Just after the July 4 holiday, we will taste the first new potatoes in anticipation of the coming harvest. There are some forms of pleasure that are almost too good for words and money cannot buy, you just have to be there
Whether they will be transformed by baking, frying, or mashing, they will be enjoyed at one meal, reheated, and enjoyed again at the next meal. They may even be around for a third meal, but you will never see any thrown away.
How can such a small piece of ground with not that much work produce so much pleasure?
When my wife arrived here 17 years ago and expressed an interest in a small garden, I pointed her to this piece of ground that was just growing brome grass between the driveway and a steel building. She was doubtful on the ground’s ability to grow anything, but I assured her it just needed some attention.
What I liked about it was that it was next to the driveway so every time we drove in or out we would look the garden over and see what attention it needed.
We do well until mid-July when the really big weeds seem to grow inches each day practically taking over.
From mid-August on, visitors will be served fresh potatoes and frequently will take a few home with them.
By Thanksgiving, the last homegrown potatoes will be served and another potato season will end.
I am always amazed at what a few dollars of seed potatoes, a few dollars of fertilizer and herbicide on a piece of ground that was a place where weeds grew can accomplish.
The return from this small investment of time and money is huge. How do you measure the value of a bowl of fresh homegrown mashed potatoes being passed around the table by family and friends?

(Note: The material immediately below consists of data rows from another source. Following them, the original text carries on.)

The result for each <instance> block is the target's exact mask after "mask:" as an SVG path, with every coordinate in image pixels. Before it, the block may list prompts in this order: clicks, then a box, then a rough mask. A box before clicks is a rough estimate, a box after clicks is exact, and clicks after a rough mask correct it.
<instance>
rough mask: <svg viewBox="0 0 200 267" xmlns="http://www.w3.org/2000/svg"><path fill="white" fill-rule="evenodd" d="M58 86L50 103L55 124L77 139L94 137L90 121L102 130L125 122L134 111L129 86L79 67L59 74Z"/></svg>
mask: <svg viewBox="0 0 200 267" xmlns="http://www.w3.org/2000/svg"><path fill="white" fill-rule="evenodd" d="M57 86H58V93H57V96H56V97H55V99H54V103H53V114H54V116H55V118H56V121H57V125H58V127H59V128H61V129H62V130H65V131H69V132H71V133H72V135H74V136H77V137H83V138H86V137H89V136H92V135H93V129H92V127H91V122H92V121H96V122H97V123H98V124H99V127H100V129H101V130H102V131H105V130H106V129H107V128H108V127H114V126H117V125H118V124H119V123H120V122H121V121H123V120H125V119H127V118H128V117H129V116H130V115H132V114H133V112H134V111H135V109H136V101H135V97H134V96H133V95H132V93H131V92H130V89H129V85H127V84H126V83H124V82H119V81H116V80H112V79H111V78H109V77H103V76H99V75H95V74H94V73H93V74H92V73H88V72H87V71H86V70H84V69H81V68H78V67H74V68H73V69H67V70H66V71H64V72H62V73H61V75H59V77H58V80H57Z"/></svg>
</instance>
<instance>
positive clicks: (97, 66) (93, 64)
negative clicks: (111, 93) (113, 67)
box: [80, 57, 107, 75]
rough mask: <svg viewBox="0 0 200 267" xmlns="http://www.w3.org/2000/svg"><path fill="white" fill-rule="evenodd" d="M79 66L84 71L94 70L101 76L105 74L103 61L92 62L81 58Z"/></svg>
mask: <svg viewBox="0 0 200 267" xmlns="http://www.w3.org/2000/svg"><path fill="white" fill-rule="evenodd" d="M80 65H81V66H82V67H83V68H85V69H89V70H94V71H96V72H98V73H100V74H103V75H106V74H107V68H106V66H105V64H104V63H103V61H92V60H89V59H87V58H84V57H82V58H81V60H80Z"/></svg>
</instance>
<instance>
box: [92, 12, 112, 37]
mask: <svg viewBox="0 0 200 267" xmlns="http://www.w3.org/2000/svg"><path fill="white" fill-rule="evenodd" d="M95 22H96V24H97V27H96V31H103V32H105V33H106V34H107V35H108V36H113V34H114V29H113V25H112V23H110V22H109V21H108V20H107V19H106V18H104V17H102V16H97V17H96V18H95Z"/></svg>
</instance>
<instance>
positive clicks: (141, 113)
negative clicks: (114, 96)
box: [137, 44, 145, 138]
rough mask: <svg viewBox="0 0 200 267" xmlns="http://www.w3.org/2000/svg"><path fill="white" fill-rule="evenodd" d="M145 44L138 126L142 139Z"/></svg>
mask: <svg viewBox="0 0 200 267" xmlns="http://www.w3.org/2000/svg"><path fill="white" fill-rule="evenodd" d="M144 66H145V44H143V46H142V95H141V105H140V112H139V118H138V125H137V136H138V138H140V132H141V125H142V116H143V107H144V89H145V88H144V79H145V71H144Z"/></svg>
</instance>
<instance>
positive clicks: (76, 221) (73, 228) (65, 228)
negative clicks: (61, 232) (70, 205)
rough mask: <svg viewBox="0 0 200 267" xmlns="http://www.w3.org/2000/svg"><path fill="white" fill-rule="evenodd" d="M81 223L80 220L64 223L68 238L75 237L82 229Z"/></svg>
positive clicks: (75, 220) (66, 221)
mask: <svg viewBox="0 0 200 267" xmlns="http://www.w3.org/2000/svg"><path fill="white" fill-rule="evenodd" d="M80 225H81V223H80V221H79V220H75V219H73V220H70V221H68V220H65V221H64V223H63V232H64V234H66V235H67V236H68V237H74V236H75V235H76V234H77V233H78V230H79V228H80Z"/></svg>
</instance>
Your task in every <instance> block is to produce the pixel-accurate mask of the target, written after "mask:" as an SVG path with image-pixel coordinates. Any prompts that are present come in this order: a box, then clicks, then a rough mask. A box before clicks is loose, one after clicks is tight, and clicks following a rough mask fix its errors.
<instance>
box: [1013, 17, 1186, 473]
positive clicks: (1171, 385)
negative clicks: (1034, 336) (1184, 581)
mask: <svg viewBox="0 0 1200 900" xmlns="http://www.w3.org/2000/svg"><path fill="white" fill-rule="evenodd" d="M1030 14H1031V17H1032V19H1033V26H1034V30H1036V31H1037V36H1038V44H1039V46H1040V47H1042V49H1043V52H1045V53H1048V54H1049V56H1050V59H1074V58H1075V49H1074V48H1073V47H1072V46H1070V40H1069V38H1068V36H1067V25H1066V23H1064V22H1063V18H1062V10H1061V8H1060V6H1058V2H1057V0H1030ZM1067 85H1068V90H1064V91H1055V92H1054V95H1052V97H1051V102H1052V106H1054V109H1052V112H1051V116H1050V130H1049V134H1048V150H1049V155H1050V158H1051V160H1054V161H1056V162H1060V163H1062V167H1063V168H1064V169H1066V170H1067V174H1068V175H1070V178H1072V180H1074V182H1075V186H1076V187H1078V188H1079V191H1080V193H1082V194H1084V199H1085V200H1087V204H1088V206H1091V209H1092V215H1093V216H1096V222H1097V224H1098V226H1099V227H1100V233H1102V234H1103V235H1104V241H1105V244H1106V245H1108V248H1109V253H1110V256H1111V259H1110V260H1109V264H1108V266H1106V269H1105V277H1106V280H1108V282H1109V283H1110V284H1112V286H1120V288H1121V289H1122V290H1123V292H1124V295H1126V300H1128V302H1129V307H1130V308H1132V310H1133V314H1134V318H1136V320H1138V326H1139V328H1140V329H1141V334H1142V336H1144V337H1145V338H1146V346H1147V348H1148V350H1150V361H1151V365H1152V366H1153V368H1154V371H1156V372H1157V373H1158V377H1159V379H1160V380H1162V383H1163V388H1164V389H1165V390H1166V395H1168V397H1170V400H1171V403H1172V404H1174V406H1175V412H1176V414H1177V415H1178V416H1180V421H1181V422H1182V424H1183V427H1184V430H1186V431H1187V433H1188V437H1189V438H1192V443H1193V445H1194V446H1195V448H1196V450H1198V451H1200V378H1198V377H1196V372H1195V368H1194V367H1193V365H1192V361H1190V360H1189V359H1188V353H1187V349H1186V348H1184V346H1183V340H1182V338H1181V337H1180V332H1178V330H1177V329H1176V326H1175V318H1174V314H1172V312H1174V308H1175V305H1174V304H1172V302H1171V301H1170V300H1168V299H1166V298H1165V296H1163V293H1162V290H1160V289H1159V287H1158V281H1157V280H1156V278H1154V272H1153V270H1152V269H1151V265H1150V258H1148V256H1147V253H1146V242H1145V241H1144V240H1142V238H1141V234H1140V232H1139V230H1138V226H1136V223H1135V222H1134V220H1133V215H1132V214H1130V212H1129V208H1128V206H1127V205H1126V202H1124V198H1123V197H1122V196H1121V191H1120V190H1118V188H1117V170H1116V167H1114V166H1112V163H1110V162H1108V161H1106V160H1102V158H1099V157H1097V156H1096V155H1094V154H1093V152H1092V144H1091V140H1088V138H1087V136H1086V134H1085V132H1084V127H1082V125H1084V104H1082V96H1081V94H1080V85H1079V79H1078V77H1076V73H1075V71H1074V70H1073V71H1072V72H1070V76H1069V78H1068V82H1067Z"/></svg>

To help things along, there are peppers and onions to add to the pleasure of the meal. There is another sense of pleasure seeing food on a plate knowing that it was carried in from the garden a few feet away only hours earlier.
Menus are determined not so much by what we want as what is ready. If there is an abundance of something, then recipes are chosen that include that item as an ingredient. It is a wealth of choices.
While the nutritionists of the world would disagree with me, in my world there are two food groups meat and potatoes. Everything else is an accessory, good but not required.
My meat and potatoes can be a hamburger and French fries, a pork chop with garlic mashed potatoes or a Porterhouse steak with a baked potato. A few peas or some corn is okay but as far as I am concerned, a meal starts and ends with meat and potatoes. I can even skip dessert (unless it is fresh apple pie, hold the ice cream).